Arthur Moreira Lima foi muitos pianistas em um só – e como tal criou um espaço próprio, alguns diriam solitário, na constelação do piano brasileiro desde que, nos anos 1960, sua carreira começou a ganhar forma, aqui e na Europa.

Desafiou os críticos tanto pela qualidade de suas interpretações quanto pelas escolhas que fez – de repertório, sim, por conta da relação com a música popular brasileira, mas também pelas escolhas de carreira que o afastaram do modelo tradicional de concertista para o qual parecia moldado.

Tudo começou aos 8 anos de idade, quando fez seu primeiro concerto com a Orquestra Sinfônica Brasileira no Rio de Janeiro, tocando Mozart, aluno de Lúcia Branco, professora também de Tom Jobim e Nelson Freire (era apenas quatro anos mais velho que o colega, que em 2025 completaria 80).

Nos anos 1960, ele se mudou para a Europa e, em 1965, conquistou o segundo lugar na histórica sétima edição do Concurso Chopin de Varsóvia.
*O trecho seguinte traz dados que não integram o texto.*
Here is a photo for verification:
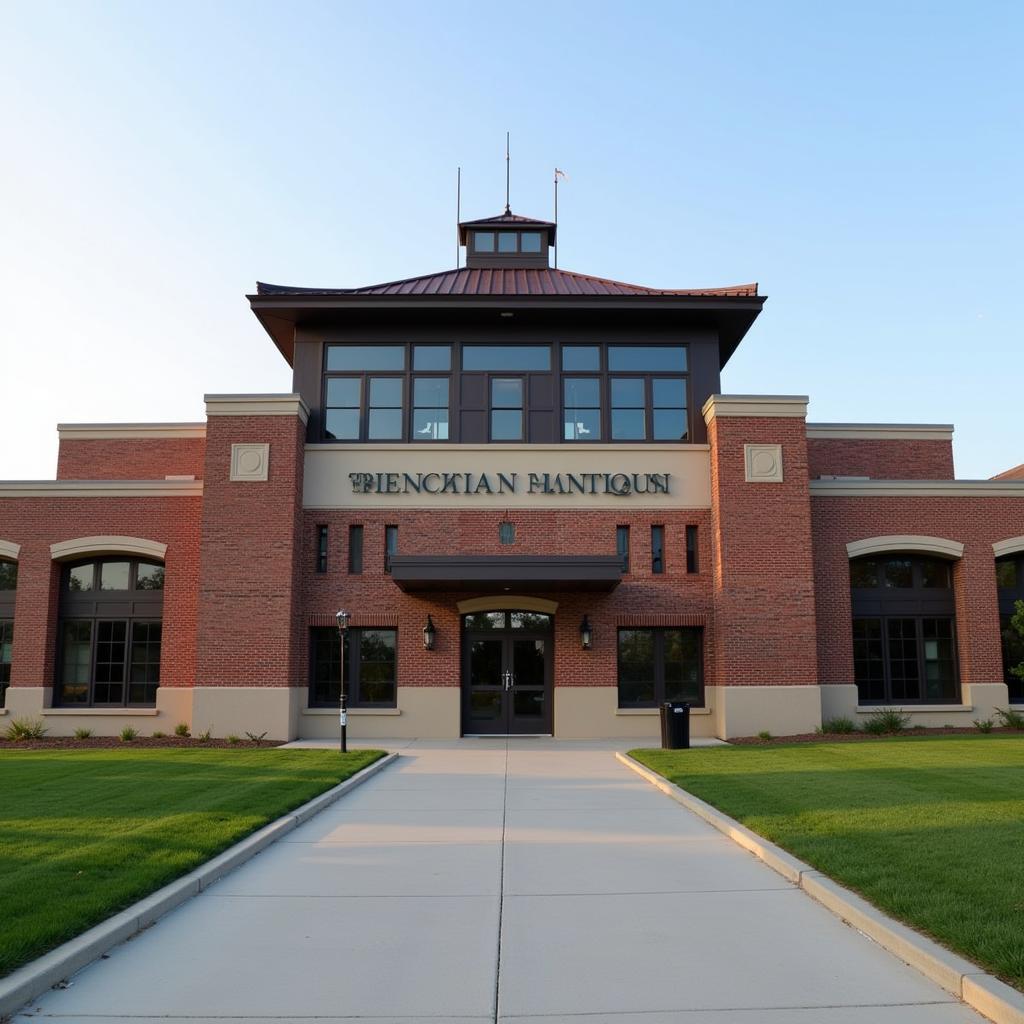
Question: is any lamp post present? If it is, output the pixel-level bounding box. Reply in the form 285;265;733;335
335;611;351;754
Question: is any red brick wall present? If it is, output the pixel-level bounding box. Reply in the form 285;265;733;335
296;509;714;686
807;437;953;480
197;416;305;686
0;497;202;686
709;416;817;686
811;498;1024;683
57;437;206;480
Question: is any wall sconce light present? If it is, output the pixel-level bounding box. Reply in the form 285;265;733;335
580;615;594;650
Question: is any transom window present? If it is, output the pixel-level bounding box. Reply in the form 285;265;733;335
309;627;398;708
850;554;959;705
55;557;164;707
322;341;690;443
618;627;703;708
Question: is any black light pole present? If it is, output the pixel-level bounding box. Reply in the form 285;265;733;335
335;611;351;754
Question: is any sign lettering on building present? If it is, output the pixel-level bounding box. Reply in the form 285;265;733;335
348;472;672;498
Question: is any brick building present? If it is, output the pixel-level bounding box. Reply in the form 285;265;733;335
0;212;1024;739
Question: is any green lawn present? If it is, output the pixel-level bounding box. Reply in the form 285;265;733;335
633;736;1024;989
0;748;382;976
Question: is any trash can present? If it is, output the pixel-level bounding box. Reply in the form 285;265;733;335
662;701;690;751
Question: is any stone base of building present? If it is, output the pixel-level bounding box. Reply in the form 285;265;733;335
819;683;1010;729
0;686;195;736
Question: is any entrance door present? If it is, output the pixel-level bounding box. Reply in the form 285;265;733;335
462;611;552;735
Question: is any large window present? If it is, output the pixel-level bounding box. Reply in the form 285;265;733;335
0;561;17;708
309;627;397;708
55;557;164;708
995;553;1024;703
850;554;959;705
322;341;690;443
618;628;703;708
324;344;452;441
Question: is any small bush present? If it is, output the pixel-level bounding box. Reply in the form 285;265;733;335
4;718;46;739
995;708;1024;732
864;710;910;736
820;717;857;735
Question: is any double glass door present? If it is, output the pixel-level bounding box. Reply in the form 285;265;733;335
462;611;552;735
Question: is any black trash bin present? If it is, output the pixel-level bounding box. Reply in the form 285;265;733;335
662;701;690;751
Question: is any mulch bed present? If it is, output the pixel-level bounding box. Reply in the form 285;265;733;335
729;726;1024;746
0;736;284;751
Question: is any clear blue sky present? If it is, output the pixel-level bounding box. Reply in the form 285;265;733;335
0;0;1024;479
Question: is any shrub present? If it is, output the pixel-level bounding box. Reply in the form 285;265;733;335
820;717;857;735
4;718;46;739
995;708;1024;731
864;709;910;736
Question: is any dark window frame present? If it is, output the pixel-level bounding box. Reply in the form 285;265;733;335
849;551;963;708
650;523;667;575
316;522;330;573
348;523;364;575
615;525;630;573
306;626;398;709
615;626;707;710
53;555;166;708
686;523;700;575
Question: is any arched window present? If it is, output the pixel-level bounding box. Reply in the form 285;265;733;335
850;553;959;705
995;552;1024;703
0;559;17;708
56;555;164;708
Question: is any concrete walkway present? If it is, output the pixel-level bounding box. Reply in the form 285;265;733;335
16;739;983;1024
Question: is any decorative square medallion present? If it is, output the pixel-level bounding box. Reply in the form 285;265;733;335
230;444;270;480
743;444;782;483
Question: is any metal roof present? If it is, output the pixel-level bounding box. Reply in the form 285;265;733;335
256;266;758;298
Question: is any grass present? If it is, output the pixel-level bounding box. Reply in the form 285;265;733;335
0;748;381;977
633;735;1024;989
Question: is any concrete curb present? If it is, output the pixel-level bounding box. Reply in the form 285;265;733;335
615;754;1024;1024
0;754;398;1018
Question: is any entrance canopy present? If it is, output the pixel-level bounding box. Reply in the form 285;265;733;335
391;555;623;591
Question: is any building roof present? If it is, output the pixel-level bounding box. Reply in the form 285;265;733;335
256;266;758;298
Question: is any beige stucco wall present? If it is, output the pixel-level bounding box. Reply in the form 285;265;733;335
708;686;821;739
554;686;714;746
298;686;461;739
820;683;1010;729
0;686;194;736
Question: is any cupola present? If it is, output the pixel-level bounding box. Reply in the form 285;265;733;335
459;210;555;268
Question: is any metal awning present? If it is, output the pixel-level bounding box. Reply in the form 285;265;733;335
391;555;623;591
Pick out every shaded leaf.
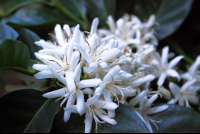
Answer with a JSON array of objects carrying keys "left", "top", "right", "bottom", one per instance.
[
  {"left": 0, "top": 0, "right": 43, "bottom": 18},
  {"left": 134, "top": 0, "right": 193, "bottom": 40},
  {"left": 86, "top": 0, "right": 116, "bottom": 25},
  {"left": 0, "top": 23, "right": 19, "bottom": 42},
  {"left": 18, "top": 28, "right": 41, "bottom": 59},
  {"left": 61, "top": 0, "right": 87, "bottom": 20},
  {"left": 3, "top": 5, "right": 73, "bottom": 28},
  {"left": 0, "top": 89, "right": 58, "bottom": 133},
  {"left": 0, "top": 39, "right": 34, "bottom": 75},
  {"left": 152, "top": 105, "right": 200, "bottom": 133},
  {"left": 51, "top": 104, "right": 149, "bottom": 133}
]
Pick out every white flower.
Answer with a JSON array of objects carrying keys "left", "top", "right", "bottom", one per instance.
[
  {"left": 157, "top": 46, "right": 184, "bottom": 86},
  {"left": 168, "top": 79, "right": 199, "bottom": 107},
  {"left": 64, "top": 96, "right": 118, "bottom": 133},
  {"left": 181, "top": 56, "right": 200, "bottom": 81}
]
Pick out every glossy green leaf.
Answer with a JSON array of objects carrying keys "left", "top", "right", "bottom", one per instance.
[
  {"left": 61, "top": 0, "right": 87, "bottom": 20},
  {"left": 86, "top": 0, "right": 116, "bottom": 25},
  {"left": 134, "top": 0, "right": 193, "bottom": 40},
  {"left": 0, "top": 39, "right": 35, "bottom": 75},
  {"left": 152, "top": 105, "right": 200, "bottom": 133},
  {"left": 0, "top": 89, "right": 58, "bottom": 133},
  {"left": 0, "top": 23, "right": 19, "bottom": 42},
  {"left": 51, "top": 104, "right": 149, "bottom": 133},
  {"left": 0, "top": 0, "right": 43, "bottom": 18},
  {"left": 18, "top": 28, "right": 41, "bottom": 59},
  {"left": 3, "top": 5, "right": 71, "bottom": 27}
]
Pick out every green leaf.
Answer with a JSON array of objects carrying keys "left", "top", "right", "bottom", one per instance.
[
  {"left": 0, "top": 0, "right": 43, "bottom": 18},
  {"left": 3, "top": 5, "right": 71, "bottom": 28},
  {"left": 152, "top": 105, "right": 200, "bottom": 133},
  {"left": 86, "top": 0, "right": 116, "bottom": 25},
  {"left": 0, "top": 89, "right": 58, "bottom": 133},
  {"left": 61, "top": 0, "right": 87, "bottom": 20},
  {"left": 51, "top": 104, "right": 149, "bottom": 133},
  {"left": 18, "top": 28, "right": 41, "bottom": 59},
  {"left": 134, "top": 0, "right": 193, "bottom": 40},
  {"left": 0, "top": 23, "right": 19, "bottom": 42},
  {"left": 0, "top": 39, "right": 35, "bottom": 75}
]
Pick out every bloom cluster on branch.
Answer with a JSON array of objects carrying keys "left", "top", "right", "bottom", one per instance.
[{"left": 33, "top": 15, "right": 198, "bottom": 132}]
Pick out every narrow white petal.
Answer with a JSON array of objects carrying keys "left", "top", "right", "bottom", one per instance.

É de se imaginar o júri diante da difícil decisão de escolher entre ele e aquela que acabou ficando com o primeiro prêmio, a argentina Martha Argerich.

Cinco anos mais tarde viria outra distinção importante, o terceiro lugar no Concurso Tchaikovski, em Moscou. Àquela altura, Moreira Lima já havia passado pelas mãos do professor Rudolf Kehrer. E atribuiria a ele, e à presença na União Soviética, a possibilidade de iniciar uma carreira de escopo internacional, com apresentações nas principais capitais europeias.

Em Varsóvia, durante as provas do concurso, um crítico polonês, citado na época pelo Estadão, exaltou a sua sensibilidade e a compreensão que tinha da obra de Chopin em “interpretações inolvidáveis”. A associação com a música do compositor marcou desde o início de sua carreira. Mas o que suas leituras mostravam servia também para definir seu pianismo como um todo, para além da técnica de exceção, que dava ao toque , a cada nota, enorme clareza.

Arthur Moreira Lima em 2002; o pianista morreu nesta quarta, 30, aos 83 anos Foto: Beto Barata/Estadão

O furor romântico com que Moreira Lima se aproximava do repertório do século 19 não excluía momentos de delicadeza desconcertante ou a construção sempre original das frases musicais. Tudo convivia de maneira orgânica – até mesmo o silêncio, uma nota sustentada que é interrompida pelo instante mais breve antes que a melodia possa seguir. E havia sua escolha de andamentos. Sem pressa, sem demora, Moreira Lima criava – em Chopin, Brahms, Scriabin ou Villa-Lobos – um tempo que existia apenas em sua imaginação de artista.

Sua volta em definitivo ao Brasil, no final dos anos 1970, não o afastou do repertório romântico, mas marcou o início de uma nova relação com a música brasileira. Tinha uma visão particular sobre ela. Como disse em uma rara entrevista, não considerava a herança europeia como parte da cultura brasileira. Era um universo distinto, com relação ao qual não poderíamos reivindicar pertencimento. Ao mesmo tempo, porém, influenciou de tal forma nossos compositores que deu a eles enorme sofisticação de escrita no momento em que criavam obras que remetiam a algo próprio brasileiro.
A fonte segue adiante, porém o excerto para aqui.